Mr Findlay, for mother-of-four Brenda, insisted that Agnes had always been clear that her estate should be equally split three ways and said Sharon’s case that she is unfit for future work is “an extremely pessimistic claim which is not adequately supported by medical evidence”.
“Likewise, there is no evidence from a suitably qualified expert in mental health to support her assertion that her cognitive and mental difficulties are such that she cannot work,” he added.
There was evidence that Sharon had received nearly £160,000 from various sources over the past 10 years, although she now claims to be penniless, despite living rent-free, said the barrister.
“Sharon claims to have an income of £1,559.44 per month, no other savings or assets, and outgoings of around £1,500 per month,” he said.
“Evidence of credit card spending does not support Sharon’s case to be in deep financial need. She has regular expenditure on going out to restaurants and cafes, online shopping, through PayPal and Amazon Marketplace, dog grooming, and there is significant monthly expenditure on online courses relating to spiritualism and alternative medicine over the last few years.
“Further, it appears that she has simultaneous subscriptions to Sky, Netflix, and Amazon Prime.
“While she is perfectly entitled to purchase these things with her own money, the significant amount of spending which is discretionary and apparently non-essential does not reflect someone in necessitous circumstances.
“Sharon claims that she needs the property. This is a substantial three-bedroomed home; it is obviously not needed for her maintenance.

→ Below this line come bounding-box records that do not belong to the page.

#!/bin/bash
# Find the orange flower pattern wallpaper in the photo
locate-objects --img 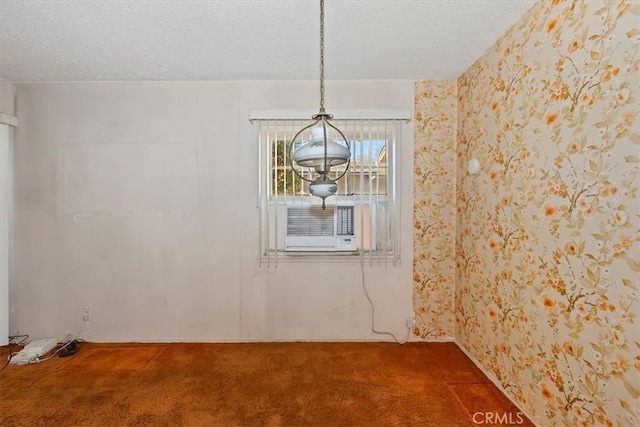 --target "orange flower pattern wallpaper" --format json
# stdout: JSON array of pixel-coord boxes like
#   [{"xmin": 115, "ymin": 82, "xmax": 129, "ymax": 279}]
[
  {"xmin": 414, "ymin": 0, "xmax": 640, "ymax": 426},
  {"xmin": 413, "ymin": 80, "xmax": 457, "ymax": 340},
  {"xmin": 456, "ymin": 0, "xmax": 640, "ymax": 426}
]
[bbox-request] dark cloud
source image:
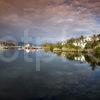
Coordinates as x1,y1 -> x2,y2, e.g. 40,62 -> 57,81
0,0 -> 100,37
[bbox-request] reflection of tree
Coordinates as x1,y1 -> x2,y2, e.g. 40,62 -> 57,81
85,54 -> 100,70
54,51 -> 62,56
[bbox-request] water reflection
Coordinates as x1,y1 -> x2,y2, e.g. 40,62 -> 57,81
50,51 -> 100,70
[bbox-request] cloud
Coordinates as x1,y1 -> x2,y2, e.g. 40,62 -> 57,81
0,0 -> 100,38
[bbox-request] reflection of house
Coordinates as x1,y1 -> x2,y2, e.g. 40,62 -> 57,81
74,55 -> 86,62
24,44 -> 30,49
73,37 -> 92,48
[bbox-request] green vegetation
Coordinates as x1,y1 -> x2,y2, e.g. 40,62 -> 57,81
42,34 -> 100,52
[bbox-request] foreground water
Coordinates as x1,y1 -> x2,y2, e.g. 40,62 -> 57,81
0,50 -> 100,100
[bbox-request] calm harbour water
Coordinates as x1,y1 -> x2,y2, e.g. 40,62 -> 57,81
0,50 -> 100,100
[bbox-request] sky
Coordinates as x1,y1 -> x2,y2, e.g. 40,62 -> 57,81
0,0 -> 100,41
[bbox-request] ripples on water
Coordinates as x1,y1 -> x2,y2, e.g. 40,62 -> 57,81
0,50 -> 100,100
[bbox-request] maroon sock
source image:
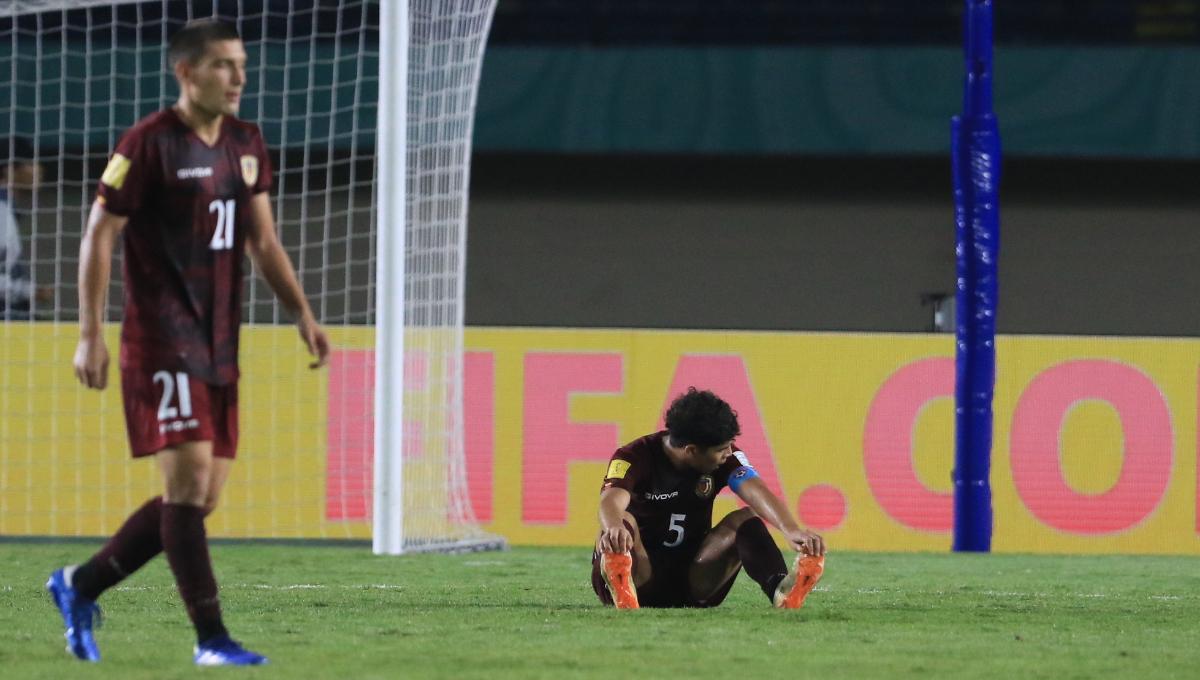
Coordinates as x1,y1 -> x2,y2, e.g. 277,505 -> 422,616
71,495 -> 162,600
734,517 -> 787,602
162,503 -> 227,642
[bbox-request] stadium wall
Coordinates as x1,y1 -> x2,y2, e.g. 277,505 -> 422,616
0,324 -> 1200,554
0,44 -> 1200,160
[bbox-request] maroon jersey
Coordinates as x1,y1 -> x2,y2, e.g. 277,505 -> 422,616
602,431 -> 749,555
97,109 -> 271,385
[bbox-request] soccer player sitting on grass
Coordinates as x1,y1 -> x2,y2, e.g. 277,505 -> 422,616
46,20 -> 329,666
592,387 -> 826,609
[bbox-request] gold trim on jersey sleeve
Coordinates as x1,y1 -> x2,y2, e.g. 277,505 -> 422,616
605,461 -> 631,480
100,154 -> 132,191
240,155 -> 258,187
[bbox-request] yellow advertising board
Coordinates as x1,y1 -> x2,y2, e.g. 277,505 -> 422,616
0,324 -> 1200,554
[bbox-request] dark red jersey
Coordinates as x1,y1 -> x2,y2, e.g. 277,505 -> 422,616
602,431 -> 748,555
97,109 -> 271,385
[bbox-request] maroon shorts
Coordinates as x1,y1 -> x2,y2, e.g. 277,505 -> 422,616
592,546 -> 740,607
121,367 -> 238,458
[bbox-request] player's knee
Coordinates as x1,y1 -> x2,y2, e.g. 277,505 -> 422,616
163,475 -> 209,507
721,507 -> 758,531
202,498 -> 218,517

“She claims that she cannot move because she cannot live in a flat due to her sensitivity to noise. There is inadequate evidence for this and it is to be noted that, although Sharon may prefer living in a house, it seems she lived in a flat on her own for many years.
“A suitable one-bedroom property locally should cost less than £150,000. She should therefore be easily in a position to purchase a property for herself with a small mortgage and her share of the estate.

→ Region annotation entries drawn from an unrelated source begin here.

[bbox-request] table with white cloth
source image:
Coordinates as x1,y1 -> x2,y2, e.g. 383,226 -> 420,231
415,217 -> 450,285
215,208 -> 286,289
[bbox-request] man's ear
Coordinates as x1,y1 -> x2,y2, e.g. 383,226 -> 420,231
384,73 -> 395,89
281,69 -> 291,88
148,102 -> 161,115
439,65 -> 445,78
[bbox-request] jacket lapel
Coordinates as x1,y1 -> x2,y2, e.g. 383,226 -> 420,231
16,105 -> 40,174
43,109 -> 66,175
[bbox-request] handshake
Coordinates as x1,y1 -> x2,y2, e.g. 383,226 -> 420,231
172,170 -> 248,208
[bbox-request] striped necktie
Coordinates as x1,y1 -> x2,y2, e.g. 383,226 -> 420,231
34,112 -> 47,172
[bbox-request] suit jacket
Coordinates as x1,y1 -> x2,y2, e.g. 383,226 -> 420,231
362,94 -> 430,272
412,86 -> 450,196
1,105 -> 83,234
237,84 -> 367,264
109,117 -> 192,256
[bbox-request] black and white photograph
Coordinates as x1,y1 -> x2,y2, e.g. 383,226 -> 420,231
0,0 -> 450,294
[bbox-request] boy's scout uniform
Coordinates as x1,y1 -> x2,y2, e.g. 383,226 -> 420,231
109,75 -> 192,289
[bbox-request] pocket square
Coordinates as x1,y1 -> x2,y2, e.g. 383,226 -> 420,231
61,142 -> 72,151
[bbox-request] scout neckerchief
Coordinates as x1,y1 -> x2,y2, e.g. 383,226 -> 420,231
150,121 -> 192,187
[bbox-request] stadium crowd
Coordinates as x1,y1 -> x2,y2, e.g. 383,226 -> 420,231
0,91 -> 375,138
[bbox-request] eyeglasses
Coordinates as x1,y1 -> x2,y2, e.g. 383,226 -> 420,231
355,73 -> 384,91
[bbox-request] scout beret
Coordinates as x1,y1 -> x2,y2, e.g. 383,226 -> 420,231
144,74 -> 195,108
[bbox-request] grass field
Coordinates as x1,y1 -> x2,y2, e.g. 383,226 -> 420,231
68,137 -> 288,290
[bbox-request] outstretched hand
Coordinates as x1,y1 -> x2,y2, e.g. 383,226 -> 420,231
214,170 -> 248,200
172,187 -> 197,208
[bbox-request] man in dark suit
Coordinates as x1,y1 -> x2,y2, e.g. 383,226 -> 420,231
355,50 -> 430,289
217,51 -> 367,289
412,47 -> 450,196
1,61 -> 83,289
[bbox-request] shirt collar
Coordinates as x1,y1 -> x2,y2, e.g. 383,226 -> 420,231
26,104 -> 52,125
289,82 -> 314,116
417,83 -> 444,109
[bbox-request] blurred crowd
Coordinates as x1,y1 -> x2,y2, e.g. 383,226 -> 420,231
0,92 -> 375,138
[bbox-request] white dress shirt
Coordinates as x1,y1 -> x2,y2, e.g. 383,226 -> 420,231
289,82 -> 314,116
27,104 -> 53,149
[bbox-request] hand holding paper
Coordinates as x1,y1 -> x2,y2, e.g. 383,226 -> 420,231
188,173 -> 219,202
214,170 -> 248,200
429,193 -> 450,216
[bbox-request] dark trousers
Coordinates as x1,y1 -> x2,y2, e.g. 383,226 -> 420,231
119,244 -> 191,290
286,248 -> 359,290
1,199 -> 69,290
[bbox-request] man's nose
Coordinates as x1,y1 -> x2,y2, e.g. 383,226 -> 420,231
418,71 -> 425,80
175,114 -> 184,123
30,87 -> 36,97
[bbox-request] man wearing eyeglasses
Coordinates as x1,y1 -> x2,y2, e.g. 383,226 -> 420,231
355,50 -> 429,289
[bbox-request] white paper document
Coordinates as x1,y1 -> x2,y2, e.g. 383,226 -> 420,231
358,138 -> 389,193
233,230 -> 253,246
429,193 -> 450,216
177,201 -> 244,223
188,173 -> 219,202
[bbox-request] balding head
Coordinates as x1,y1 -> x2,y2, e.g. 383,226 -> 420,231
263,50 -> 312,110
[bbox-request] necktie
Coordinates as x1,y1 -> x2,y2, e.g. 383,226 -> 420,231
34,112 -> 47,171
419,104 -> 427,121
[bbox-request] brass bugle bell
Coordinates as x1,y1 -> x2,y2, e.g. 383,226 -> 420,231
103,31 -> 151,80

“Sharon certainly does not need the court to displace the deceased’s wishes and take from the inheritance of her sisters to achieve this.”
The barrister highlighted Brenda’s own predicament – including coping with four children, suffering from multiple sclerosis and being currently jobless.
“While she does own her own home, it is not valuable, and she is not wealthy,” he said.
“The claimant appears to believe that Brenda is hiding significant wealth and makes a number of other allegations, but there is no evidence to support the claims Sharon makes about Brenda.
“Ann is also near retirement age and has dependent children. While her financial disclosure has been limited, there is no reason to believe she is sufficiently wealthy that she can forego her inheritance from her mother without some hardship.”
Brenda, who is an executor and beneficiary under Agnes’s will, is opposing the 1975 act claim, while her fellow executor and beneficiary, Ann, has adopted a “neutral position” in the case.
Judge Alan Johns KC is expected to reserve his ruling in the case.